Una sana costumbre

22 de octubre, 2019

Por Máximo Paz Decano de la Facultad de Ciencias de la Educación y Comunicación Social de la USAL

 

Ahora sí, la casa está en orden. Si en la primera ronda del debate presidencial Mauricio Macri actuó como si ganara y el candidato Alberto Fernández como si estuviera perdiendo, en la segunda vuelta se cumplió con la lógica de campaña: un Presidente más agresivo e incisivo, tal vez alentado por el apoyo logrado en la autodenominada “Marcha del Millón”. Y un Fernández pugnando por ser más calmo, como queriendo sortear los ataques que sufre aquel que va liderando las encuestas. Lógico.

 

La segunda experiencia de debate presidencial, legalmente constituido bajo el nombre “Argentina Debate”, se ha instalado como una sana costumbre democrática. Y esto debe celebrarse porque configura una buena práctica de la sociedad civil, típica de algunos de los países desarrollados del mundo. Y en este caso hasta el nombre inculcado es feliz porque es propio de una sociedad que gusta de participar de la discusión pública: todos nos sentimos parte de esta conversación que es llevada adelante por seis candidatos.

 

Dicho esto, el análisis sobre el impacto del debate, podría realizarse en dos sentidos: el resultado en sí mismo, o sea, el que “ganó”. Y también podemos reflexionar acerca de su posible influencia en los resultados de los comicios del próximo fin de semana.

 

Disputar el territorio

 

En una mirada centrada en el resultado de la segunda ronda de Argentina Debate 2019, existe un consenso entre los analistas: se produjo un cambio de liderazgo. ¿Estrategia meditada?

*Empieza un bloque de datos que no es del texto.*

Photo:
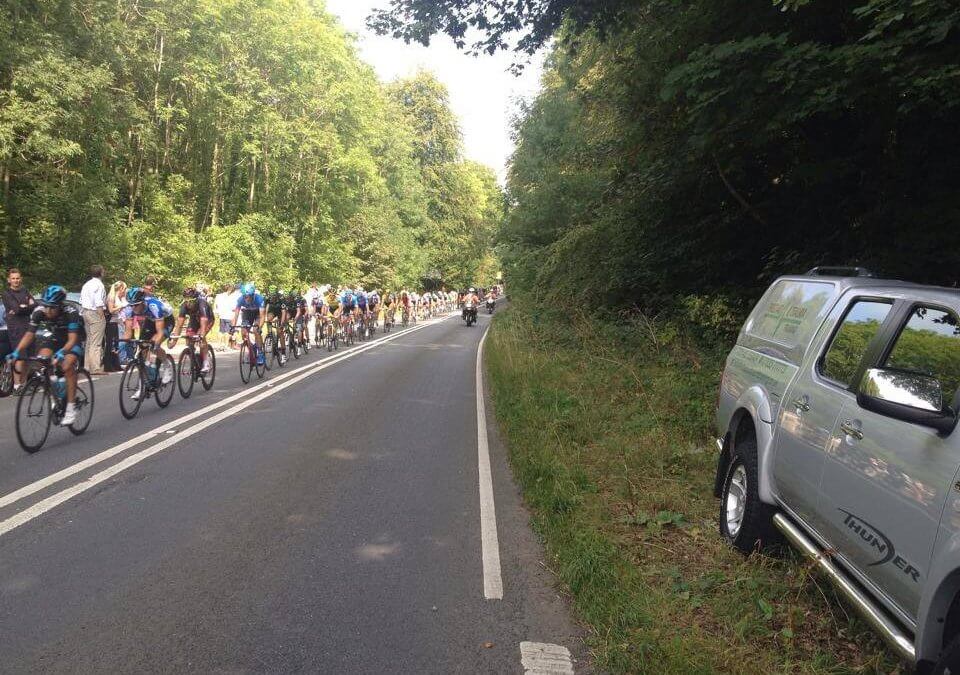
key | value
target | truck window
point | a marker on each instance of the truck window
(858, 328)
(791, 312)
(929, 344)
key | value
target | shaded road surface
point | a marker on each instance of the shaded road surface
(331, 525)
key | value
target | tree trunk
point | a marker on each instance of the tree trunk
(253, 182)
(215, 184)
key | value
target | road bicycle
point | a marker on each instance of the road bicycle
(249, 357)
(141, 380)
(319, 332)
(293, 343)
(190, 366)
(272, 347)
(389, 316)
(331, 334)
(301, 335)
(349, 333)
(43, 401)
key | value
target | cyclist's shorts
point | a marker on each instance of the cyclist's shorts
(248, 317)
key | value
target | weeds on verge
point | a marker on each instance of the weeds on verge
(608, 428)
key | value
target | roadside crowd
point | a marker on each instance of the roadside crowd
(101, 309)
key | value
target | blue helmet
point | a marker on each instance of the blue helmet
(54, 295)
(135, 295)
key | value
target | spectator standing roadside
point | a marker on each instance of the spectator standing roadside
(116, 301)
(93, 305)
(18, 304)
(223, 306)
(5, 347)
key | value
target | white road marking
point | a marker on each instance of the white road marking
(54, 500)
(492, 581)
(539, 658)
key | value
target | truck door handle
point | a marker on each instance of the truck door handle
(851, 429)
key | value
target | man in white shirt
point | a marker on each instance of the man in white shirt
(93, 303)
(223, 305)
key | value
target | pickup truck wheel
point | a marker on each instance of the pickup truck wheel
(745, 521)
(949, 663)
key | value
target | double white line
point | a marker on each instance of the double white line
(247, 398)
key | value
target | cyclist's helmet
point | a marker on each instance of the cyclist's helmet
(54, 295)
(135, 295)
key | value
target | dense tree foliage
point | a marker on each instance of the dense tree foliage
(224, 139)
(687, 152)
(710, 147)
(523, 25)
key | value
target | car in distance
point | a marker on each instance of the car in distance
(836, 426)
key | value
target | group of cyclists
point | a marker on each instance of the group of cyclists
(56, 330)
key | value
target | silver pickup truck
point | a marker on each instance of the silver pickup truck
(836, 417)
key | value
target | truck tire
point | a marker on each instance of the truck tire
(745, 521)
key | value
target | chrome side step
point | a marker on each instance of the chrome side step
(894, 636)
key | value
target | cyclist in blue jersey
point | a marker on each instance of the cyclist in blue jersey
(252, 308)
(361, 304)
(156, 321)
(55, 325)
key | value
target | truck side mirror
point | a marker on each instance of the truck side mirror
(906, 396)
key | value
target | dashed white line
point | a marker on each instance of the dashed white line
(492, 580)
(540, 658)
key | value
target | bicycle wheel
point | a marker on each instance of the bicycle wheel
(83, 402)
(207, 378)
(293, 346)
(164, 390)
(33, 415)
(246, 362)
(186, 368)
(133, 388)
(6, 378)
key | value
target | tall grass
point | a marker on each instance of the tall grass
(609, 433)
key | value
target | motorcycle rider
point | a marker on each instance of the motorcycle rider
(470, 302)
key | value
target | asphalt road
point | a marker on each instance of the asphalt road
(324, 520)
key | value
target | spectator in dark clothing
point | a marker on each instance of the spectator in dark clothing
(18, 304)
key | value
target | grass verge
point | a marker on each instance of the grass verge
(608, 429)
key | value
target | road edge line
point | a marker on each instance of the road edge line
(492, 578)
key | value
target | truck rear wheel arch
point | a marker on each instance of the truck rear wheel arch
(740, 423)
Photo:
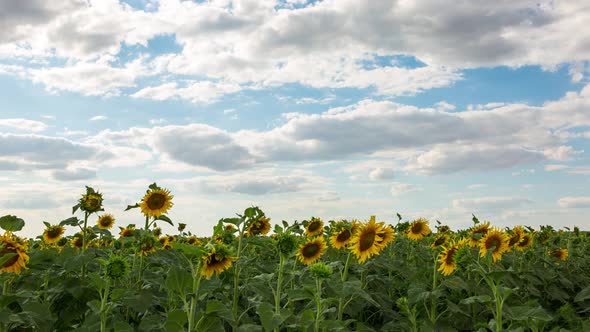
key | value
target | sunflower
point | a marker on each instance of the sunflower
(439, 241)
(477, 232)
(105, 221)
(261, 226)
(193, 241)
(343, 234)
(17, 257)
(53, 234)
(447, 258)
(127, 231)
(495, 240)
(311, 250)
(525, 242)
(367, 241)
(516, 237)
(418, 229)
(216, 260)
(559, 253)
(314, 227)
(156, 202)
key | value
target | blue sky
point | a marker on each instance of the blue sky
(335, 109)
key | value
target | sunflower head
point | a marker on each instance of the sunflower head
(106, 221)
(496, 242)
(477, 232)
(90, 202)
(260, 226)
(320, 270)
(311, 250)
(525, 242)
(53, 234)
(559, 254)
(12, 252)
(156, 202)
(418, 229)
(117, 267)
(314, 227)
(216, 259)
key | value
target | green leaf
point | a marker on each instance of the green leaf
(583, 295)
(73, 221)
(11, 223)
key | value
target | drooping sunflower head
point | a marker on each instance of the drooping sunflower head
(53, 234)
(314, 227)
(477, 232)
(128, 231)
(156, 202)
(216, 259)
(366, 241)
(91, 201)
(106, 221)
(516, 236)
(147, 245)
(13, 253)
(342, 234)
(260, 226)
(525, 242)
(311, 250)
(439, 241)
(418, 229)
(496, 242)
(559, 254)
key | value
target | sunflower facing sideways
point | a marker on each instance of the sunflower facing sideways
(53, 234)
(216, 260)
(156, 201)
(418, 229)
(314, 227)
(496, 241)
(311, 250)
(17, 257)
(106, 221)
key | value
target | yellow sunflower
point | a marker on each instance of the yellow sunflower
(448, 258)
(314, 227)
(156, 202)
(18, 258)
(261, 226)
(516, 237)
(366, 241)
(559, 253)
(439, 241)
(311, 250)
(217, 260)
(105, 221)
(127, 231)
(418, 229)
(525, 242)
(53, 234)
(495, 240)
(343, 234)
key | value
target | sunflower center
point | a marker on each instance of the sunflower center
(366, 241)
(343, 236)
(314, 226)
(310, 250)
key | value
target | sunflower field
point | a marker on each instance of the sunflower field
(313, 275)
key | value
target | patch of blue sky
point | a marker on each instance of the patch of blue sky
(529, 84)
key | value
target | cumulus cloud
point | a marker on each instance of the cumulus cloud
(574, 202)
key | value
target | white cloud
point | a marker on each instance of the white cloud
(23, 124)
(574, 202)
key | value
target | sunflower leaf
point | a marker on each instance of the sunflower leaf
(11, 223)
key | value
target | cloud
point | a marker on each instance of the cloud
(23, 124)
(574, 202)
(490, 203)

En oratoria, siempre se indica la conveniencia de hablar en último lugar en un debate o discusión. Ya sea en forma intuitiva o estructurada, se vio al Presidente con más solidez y con la intención de disputar ese territorio simbólico que se puso en juego en cada reproche. En cada intervención, cerró mejor que una semana atrás.

 

Tal vez este fue el cambio más significativo en esa partida de ajedrez estructurada: el resto de los actores se desempeñaron de manera similar a la primera ronda. No es llamativo que el candidato José Luis Espert muestre una veteranía en el manejo de su comunicación mediática. Enorme cantidad de horas de vuelo frente a la cámara permitieron que volviera a mostrarse seguro y confiado al dirigirse al electorado. Al punto que queda en el inconsciente colectivo la idea de un voto logrado, pero diferido (“hoy no te puedo votar porque la urgencia es otra, pero en otro momento seguro lo haré”). Un saldo positivo enorme para este candidato.

 

Diferente lo sucedido para el economista Roberto Lavagna y el candidato Juan José Gómez Centurión. Sus profesiones de origen parecen no haberlos beneficiado. Hablaron con tono monocorde y configuraron una oratoria monótona, gris, con poca personalidad. Tal vez aún les cueste comprender que para ganar el corazón del votante, no alcanza solamente con un buen conocimiento técnico de las cosas. Ya fuera del centro de la expectativa, un Nicolás del Caño menos histriónico, cumplió con el objetivo de hablarle exclusivamente a su núcleo duro de seguidores. Así fueron las cosas en esta segunda vuelta. Un Macri (¿ganador?), un Fernández (¿a la defensiva?) y un Espert que tal vez se lleva más de lo esperado.

 

Sobre el impacto en las urnas, la discusión es otra: la estadística, la política (y el movimiento de la economía doméstica concreta) ya tienen ganador. Lo vivido durante el interregno electoral (PASO-debate-elecciones) lo delata. Pero…en nuestro país siempre hay un tal vez. Porque hoy, la cotización del votante es tan volátil como la del dólar y aún se mide que un porcentaje (entre 20% y 30% del electorado) que aún le cuesta definir su sufragio. Todavía pueden producirse migraciones importantes.

 

Los encuestadores continúan afirmando que la historia ya tiene final cierto. En esa escena, el personaje se hizo carne al punto de que los candidatos más importantes se trenzaron detrás de bastidores. Somos un país que gana o pierde los partidos con un gol en el último minuto. A veces con la mano. ¿Todo está dicho? ¿Nada está dicho? Es lo maravilloso de la democracia. A cuidarla y a votar. Nos vemos el domingo.